In April, a lending and borrowing protocol called Rari was hacked for around $80 million across seven different pools.
Called Fuse pools, they essentially allow anyone to create a lending market for any asset and “create their own compound.” according to Jai Bhavani, the former CEO of Rari. Compound Finance was one of the very first crypto lending and borrowing marketplaces.
It was a novel idea, but very clearly fraught with risk.
Following the $80 million exploit, the communities involved came together to craft a response. The three options that emerged revolved around whether to make affected users whole, not make users whole, or offer an alternative.
The question was put to a vote on the DAO Snapshot voting platform.
After the polls closed on May 16, the community had voted overwhelmingly in favor of refunding affected users, with around 34 million votes cast.
With the wishes of the community expressed and a direction established, the next steps were pretty clear, right?
A second vote on June 12 vetoed the original proposal to refund the hacked funds.
Rari member and key Tribe DAO contributor Jack Longarzo argued that May’s initial vote was unclear “about how this refund would be implemented.” (Tribe DAO is the result of the merger of the Rari and Fei protocols in December.)
About a week later, a third vote took place, asking essentially the same question: should the community reimburse victims of the Fuse hack? This time around, the community strongly voted against the idea.
Naturally, the revote drew heavy criticism with so much money on the table.
“There is some dramatic CeFi stuff, but this is a new low for DeFi,” tweeted Sam Kazemian, founder of Frax Finance. Frax was an early backer of Fei and Rari, and also lost an estimated $13 million in the hack.

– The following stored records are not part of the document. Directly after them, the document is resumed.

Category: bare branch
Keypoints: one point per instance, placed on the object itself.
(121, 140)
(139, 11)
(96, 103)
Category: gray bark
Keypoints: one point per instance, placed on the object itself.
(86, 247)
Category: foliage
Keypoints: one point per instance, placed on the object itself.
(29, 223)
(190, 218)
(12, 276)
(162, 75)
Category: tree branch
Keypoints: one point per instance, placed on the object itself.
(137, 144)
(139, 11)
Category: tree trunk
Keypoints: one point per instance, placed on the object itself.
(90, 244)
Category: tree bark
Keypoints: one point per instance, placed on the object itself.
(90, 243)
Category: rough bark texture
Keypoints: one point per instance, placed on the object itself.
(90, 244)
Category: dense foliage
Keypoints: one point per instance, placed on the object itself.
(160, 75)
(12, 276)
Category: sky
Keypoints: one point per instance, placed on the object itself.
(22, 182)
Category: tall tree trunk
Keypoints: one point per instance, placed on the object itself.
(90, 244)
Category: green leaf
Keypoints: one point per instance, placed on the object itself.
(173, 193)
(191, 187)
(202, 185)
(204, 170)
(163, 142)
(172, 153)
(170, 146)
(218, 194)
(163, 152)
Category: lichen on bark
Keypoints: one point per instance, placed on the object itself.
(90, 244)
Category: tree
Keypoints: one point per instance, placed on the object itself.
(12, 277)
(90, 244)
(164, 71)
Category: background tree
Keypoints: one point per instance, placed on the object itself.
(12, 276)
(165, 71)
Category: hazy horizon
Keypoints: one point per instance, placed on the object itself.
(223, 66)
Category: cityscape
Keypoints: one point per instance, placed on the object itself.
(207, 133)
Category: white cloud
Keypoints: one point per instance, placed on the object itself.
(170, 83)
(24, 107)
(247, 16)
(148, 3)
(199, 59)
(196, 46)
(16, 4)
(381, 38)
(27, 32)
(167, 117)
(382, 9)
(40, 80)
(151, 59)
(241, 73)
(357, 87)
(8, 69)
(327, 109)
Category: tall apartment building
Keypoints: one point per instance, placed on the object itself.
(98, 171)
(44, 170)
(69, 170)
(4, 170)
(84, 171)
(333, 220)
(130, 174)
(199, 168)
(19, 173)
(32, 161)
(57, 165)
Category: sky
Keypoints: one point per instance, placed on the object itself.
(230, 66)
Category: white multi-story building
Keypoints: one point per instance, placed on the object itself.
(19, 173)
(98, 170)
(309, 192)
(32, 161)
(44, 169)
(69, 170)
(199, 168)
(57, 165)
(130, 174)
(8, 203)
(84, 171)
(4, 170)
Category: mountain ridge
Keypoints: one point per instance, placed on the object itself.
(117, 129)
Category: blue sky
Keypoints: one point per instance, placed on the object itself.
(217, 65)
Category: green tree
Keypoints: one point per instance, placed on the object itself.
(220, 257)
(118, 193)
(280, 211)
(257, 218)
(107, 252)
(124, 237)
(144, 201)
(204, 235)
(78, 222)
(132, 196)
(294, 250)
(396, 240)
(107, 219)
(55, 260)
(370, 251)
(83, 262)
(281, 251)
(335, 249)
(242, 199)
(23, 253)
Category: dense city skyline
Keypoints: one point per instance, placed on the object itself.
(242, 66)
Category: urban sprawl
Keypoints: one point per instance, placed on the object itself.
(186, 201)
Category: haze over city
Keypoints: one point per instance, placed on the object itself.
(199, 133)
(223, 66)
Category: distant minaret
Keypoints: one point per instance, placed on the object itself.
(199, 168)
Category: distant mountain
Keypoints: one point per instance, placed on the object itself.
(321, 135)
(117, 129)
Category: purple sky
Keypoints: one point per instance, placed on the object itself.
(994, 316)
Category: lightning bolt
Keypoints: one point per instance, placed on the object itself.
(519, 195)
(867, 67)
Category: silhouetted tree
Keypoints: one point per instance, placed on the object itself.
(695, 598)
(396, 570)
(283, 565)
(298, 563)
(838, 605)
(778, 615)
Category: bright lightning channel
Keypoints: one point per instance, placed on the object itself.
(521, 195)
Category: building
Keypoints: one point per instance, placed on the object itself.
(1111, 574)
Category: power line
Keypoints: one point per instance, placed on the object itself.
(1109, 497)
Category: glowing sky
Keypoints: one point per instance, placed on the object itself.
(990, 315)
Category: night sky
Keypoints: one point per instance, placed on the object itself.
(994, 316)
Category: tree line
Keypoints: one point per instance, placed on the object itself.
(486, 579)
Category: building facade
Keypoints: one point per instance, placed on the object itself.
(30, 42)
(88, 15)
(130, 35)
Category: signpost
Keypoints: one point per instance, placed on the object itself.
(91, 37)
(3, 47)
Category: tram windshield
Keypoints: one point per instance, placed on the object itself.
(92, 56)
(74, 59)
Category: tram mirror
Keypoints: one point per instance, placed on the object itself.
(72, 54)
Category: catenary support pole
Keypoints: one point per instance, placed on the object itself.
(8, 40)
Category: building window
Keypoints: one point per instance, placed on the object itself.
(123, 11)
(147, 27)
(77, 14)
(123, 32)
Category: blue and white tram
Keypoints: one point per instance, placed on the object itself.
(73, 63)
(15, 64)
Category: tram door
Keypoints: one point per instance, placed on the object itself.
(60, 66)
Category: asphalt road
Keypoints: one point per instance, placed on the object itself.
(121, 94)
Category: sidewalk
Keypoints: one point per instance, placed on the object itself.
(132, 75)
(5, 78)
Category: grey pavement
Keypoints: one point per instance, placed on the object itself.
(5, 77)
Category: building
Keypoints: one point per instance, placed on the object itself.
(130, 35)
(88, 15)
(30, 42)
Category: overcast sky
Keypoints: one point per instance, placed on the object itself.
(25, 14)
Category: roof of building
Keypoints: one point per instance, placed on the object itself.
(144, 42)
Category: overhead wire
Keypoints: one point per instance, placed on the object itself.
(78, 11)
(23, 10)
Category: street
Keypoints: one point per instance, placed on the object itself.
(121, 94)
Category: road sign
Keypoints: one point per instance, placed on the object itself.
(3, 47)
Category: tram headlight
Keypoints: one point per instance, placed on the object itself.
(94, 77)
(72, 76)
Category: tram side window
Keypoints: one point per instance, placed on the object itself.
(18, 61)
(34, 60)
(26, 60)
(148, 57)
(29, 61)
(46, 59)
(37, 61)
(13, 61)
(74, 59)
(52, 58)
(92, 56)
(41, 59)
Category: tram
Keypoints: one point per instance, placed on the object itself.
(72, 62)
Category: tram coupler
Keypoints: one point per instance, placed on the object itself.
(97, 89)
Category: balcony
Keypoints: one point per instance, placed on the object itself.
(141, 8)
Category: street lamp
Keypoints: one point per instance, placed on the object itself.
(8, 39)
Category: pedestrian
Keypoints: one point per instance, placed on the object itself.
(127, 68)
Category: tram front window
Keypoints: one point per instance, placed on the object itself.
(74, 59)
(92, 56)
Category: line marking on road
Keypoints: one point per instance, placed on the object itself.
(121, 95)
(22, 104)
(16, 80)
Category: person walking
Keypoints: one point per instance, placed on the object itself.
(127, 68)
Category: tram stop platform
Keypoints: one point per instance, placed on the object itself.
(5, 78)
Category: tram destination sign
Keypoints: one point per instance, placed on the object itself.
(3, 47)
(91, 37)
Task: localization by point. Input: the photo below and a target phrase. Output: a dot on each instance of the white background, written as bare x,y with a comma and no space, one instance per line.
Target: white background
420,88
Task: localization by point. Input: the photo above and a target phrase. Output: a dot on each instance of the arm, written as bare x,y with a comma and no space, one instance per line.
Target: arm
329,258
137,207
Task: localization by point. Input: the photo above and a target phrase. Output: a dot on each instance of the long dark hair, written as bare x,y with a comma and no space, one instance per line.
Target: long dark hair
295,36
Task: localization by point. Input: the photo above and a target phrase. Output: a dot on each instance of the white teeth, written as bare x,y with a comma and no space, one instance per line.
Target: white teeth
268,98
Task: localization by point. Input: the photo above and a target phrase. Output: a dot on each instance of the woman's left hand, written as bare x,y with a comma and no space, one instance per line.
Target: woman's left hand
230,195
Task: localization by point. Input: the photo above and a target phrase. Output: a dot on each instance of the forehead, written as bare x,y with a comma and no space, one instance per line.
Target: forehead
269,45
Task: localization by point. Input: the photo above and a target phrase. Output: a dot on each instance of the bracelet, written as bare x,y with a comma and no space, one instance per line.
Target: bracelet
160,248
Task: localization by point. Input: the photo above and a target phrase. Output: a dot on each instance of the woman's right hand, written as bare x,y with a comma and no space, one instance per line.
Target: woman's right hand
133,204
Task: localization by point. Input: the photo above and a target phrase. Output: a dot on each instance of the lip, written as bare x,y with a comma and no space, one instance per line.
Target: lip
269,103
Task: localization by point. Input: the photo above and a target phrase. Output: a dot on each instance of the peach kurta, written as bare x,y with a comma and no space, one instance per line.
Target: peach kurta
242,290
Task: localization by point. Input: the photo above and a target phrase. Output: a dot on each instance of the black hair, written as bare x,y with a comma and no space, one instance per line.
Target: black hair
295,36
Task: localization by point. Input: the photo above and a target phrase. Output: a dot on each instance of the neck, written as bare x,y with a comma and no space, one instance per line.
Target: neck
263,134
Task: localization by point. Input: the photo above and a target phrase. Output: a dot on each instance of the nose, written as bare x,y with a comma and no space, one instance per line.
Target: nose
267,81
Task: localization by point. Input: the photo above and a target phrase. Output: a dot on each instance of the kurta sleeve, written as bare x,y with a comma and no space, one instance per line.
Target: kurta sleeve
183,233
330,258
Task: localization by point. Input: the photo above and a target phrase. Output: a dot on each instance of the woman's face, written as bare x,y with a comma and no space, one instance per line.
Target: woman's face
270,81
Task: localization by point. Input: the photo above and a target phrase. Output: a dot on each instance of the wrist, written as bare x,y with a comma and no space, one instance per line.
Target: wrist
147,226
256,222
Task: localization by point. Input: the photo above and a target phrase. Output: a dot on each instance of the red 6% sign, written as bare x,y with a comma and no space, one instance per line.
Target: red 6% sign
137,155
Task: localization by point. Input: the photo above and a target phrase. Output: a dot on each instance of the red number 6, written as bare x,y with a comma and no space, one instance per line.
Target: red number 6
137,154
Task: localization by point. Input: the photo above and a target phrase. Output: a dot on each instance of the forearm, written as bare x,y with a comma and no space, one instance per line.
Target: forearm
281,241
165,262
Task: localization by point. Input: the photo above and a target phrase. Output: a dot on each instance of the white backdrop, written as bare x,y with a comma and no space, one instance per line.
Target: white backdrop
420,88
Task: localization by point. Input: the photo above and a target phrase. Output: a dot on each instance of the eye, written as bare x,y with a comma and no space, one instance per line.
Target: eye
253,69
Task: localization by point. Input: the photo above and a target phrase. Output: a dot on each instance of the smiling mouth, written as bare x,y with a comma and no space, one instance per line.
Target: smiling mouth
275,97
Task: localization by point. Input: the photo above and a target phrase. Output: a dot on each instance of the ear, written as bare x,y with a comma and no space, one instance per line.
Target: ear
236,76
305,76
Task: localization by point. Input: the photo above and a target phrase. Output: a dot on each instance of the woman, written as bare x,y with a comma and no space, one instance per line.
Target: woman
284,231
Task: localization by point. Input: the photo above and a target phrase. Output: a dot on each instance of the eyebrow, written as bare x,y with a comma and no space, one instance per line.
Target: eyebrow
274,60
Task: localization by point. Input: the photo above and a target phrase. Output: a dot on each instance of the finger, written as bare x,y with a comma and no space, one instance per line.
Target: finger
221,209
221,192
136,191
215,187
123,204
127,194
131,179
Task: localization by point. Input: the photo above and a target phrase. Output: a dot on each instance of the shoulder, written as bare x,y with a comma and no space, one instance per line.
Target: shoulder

Also, it looks like there was plenty of money to give the victims full payment. Kazemian cited additional data referenced during the discussions that showed the project would have plenty of money (and even more) to fully reimburse victims.
It is certainly complicated. But drama aside, there’s another obvious casualty here: DAO governance.
In reversing the original will of the community in that first May vote, Tribe DAO management essentially said “your first votes don’t count, because you didn’t vote for the outcome we want.”
And other than the damage to the reputation of those in leadership positions—which admittedly is worth its weight in digital gold in this industry—there is very little recourse for community members.
What can you do when you find out your vote doesn’t count?